Towers Watson's Commercial Lines Insurance Pricing Survey, which compares second quarter prices this year to last year, shows that commercial-insurance prices in the aggregate increased by 6 percent during over that time. It is the sixth consecutive quarter aggregate prices rose for all commercial lines, says Towers Watson.

The consulting service says workers' compensation and commercial property experienced increases in the high-single digits, while directors and officers and employment practices liability price increases were in the mid-single digits—a “departure from the relatively flat pricing of the last two quarters.”

The figures, based on a survey of U.S. P&C insurers, finds price increases for all account sizes, with mid-market and large accounts seeing higher increases than small accounts

From its recent P&C insurance conference in New York, analysts from Keefe, Bruyette & Woods say the general tone of management-team presentations regarding rate increases can be viewed as “somewhat uninspired,” but “the rate environment does continue to gradually improve, helping to offset the crushing pressures of lower investment yields.”

In a report issued last week, KBW says the consensus appeared to “hover around 5 percent for average rate increases” in most U.S. commercial lines. The rates were about the same as earlier this year, the analysts say, “indicating that there appears to be no momentum or acceleration of rates into a traditional hard market.”

Gradual price increases, KBW says, are being driven by the need for better return on equity by carriers.

KBW says several executives “lamented ongoing economic weakness and pointed out that a real boost to volumes would require a better economy.

The financial performance of insurers is not being helped by the 10-year yield on bonds that is below 2 percent, which is negatively affecting investments through all financial markets.

Utilizing some of the data from the Council of Insurance Agents & Brokers quarterly survey of insurance brokers, Charles L. Ruoff, president of C.R. Market Strategies Inc., says if rates remain at their current level of increase, any discussion about rates moving to a hard market “would not be a rational conclusion.”

He notes that the CIAB survey began in the first quarter of 2000 and through that period, prices increased significantly through 2002 before beginning a decline in 2003. Prices dipped below the 1999 level sometime in 2009 and did not climb again until 2011.

This year, rates are coming closer to full cycle, reaching the same level as they were in 1999. The trend, he says, is not pointing to a hard market at this point.
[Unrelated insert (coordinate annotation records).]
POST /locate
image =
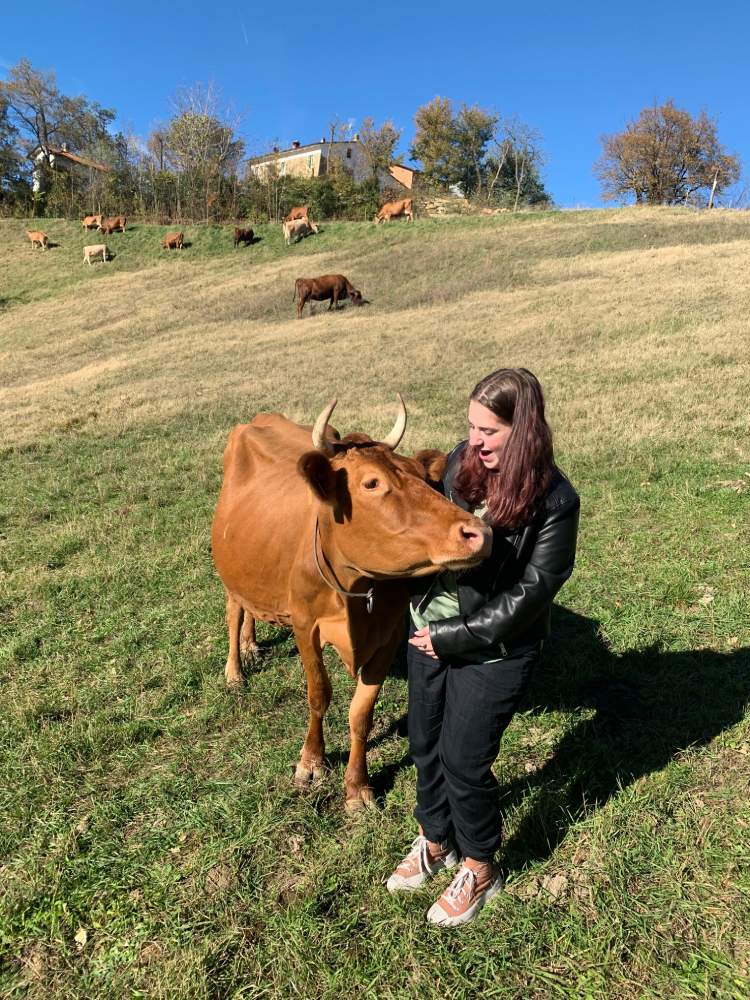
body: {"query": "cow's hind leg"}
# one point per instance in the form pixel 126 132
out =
pixel 233 670
pixel 311 762
pixel 356 779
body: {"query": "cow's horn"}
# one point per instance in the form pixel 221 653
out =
pixel 394 438
pixel 319 430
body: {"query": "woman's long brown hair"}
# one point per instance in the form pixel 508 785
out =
pixel 514 492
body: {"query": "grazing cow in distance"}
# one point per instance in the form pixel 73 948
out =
pixel 395 209
pixel 245 236
pixel 327 286
pixel 109 226
pixel 295 230
pixel 321 534
pixel 173 241
pixel 38 237
pixel 298 212
pixel 96 251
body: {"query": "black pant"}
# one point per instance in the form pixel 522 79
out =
pixel 457 714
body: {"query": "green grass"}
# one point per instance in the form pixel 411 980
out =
pixel 142 803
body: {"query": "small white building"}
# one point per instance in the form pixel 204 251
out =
pixel 314 159
pixel 59 158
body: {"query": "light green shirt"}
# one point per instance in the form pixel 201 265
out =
pixel 441 600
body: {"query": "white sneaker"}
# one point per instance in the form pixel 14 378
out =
pixel 461 901
pixel 417 867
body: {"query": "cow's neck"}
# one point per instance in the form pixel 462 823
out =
pixel 333 566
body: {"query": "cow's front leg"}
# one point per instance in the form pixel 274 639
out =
pixel 356 779
pixel 249 647
pixel 311 762
pixel 233 670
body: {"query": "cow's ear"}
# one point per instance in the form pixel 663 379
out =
pixel 316 469
pixel 433 462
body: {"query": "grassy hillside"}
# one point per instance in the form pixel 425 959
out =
pixel 151 842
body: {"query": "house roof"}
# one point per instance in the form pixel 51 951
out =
pixel 301 149
pixel 74 158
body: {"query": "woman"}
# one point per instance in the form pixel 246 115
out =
pixel 477 636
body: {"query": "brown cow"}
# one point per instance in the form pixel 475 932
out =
pixel 327 286
pixel 38 237
pixel 298 212
pixel 245 236
pixel 320 534
pixel 173 241
pixel 109 226
pixel 394 209
pixel 295 230
pixel 96 251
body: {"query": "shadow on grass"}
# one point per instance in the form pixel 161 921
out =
pixel 649 706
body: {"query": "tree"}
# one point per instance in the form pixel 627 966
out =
pixel 473 130
pixel 12 181
pixel 664 157
pixel 433 141
pixel 44 117
pixel 491 158
pixel 202 147
pixel 379 145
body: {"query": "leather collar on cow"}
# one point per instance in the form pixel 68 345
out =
pixel 369 596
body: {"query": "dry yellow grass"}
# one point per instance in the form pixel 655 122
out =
pixel 630 344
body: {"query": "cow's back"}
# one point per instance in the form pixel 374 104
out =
pixel 264 514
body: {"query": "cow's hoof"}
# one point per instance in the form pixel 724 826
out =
pixel 308 775
pixel 364 799
pixel 234 681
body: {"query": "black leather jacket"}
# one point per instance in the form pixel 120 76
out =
pixel 506 601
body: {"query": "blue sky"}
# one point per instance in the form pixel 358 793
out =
pixel 574 71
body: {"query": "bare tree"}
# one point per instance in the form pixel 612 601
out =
pixel 665 157
pixel 379 145
pixel 201 145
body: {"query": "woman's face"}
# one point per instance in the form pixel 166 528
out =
pixel 488 434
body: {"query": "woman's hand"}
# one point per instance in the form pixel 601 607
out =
pixel 421 640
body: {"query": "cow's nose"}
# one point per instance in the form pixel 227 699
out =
pixel 477 537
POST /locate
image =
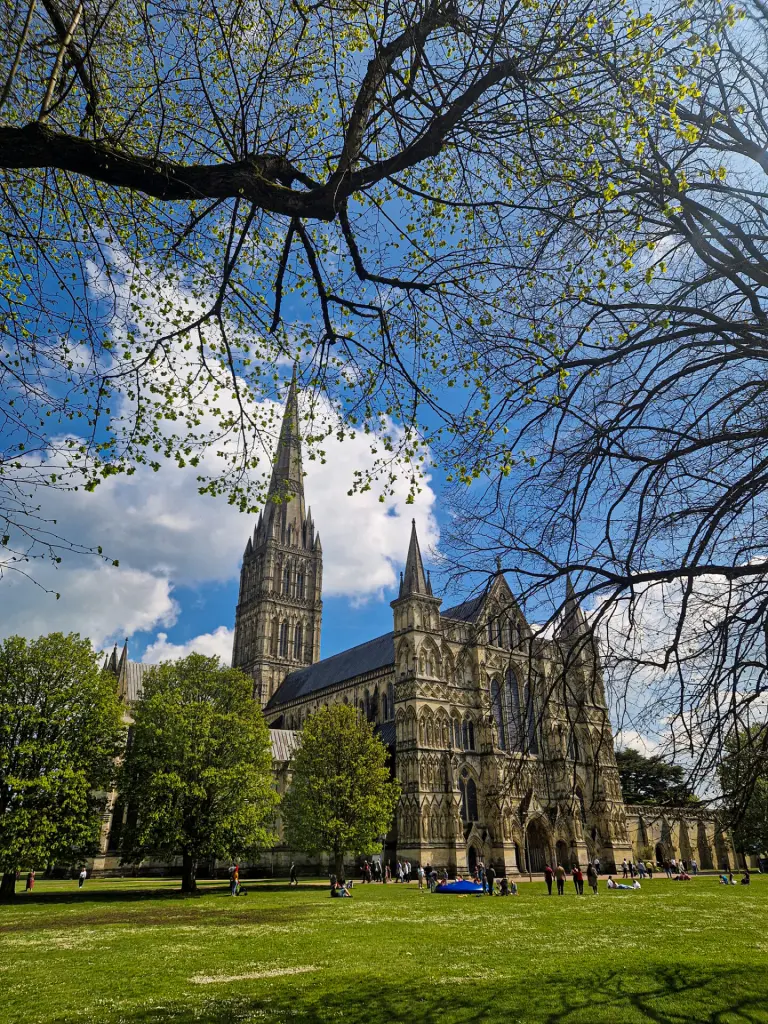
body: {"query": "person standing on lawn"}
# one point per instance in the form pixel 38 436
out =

He says there are “a reasonable number of [lines of business] where some competition is keeping rates at or below current levels.”

Commenting on the overall state of the insurance market, Jeffrey Carlson, senior consultant, Towers Watson says in an e-mail, “Regarding current market conditions and whether to expect a hard or soft market, it is unclear. A hard market would traditionally be fueled by unprofitable results, inadequate reserves and shortage of capital. I'm not sure we have any of those conditions yet, at least not to a great degree. Our position on reserve adequacy for commercial lines is they are about adequate right now. Our position on commercial lines profitability is that the industry is somewhat unprofitable, but not nearly as bad yet as in prior cycles.”

Updated: Sept. 11, 10:08 a.m. EDT with comments from Jeffrey Carlson.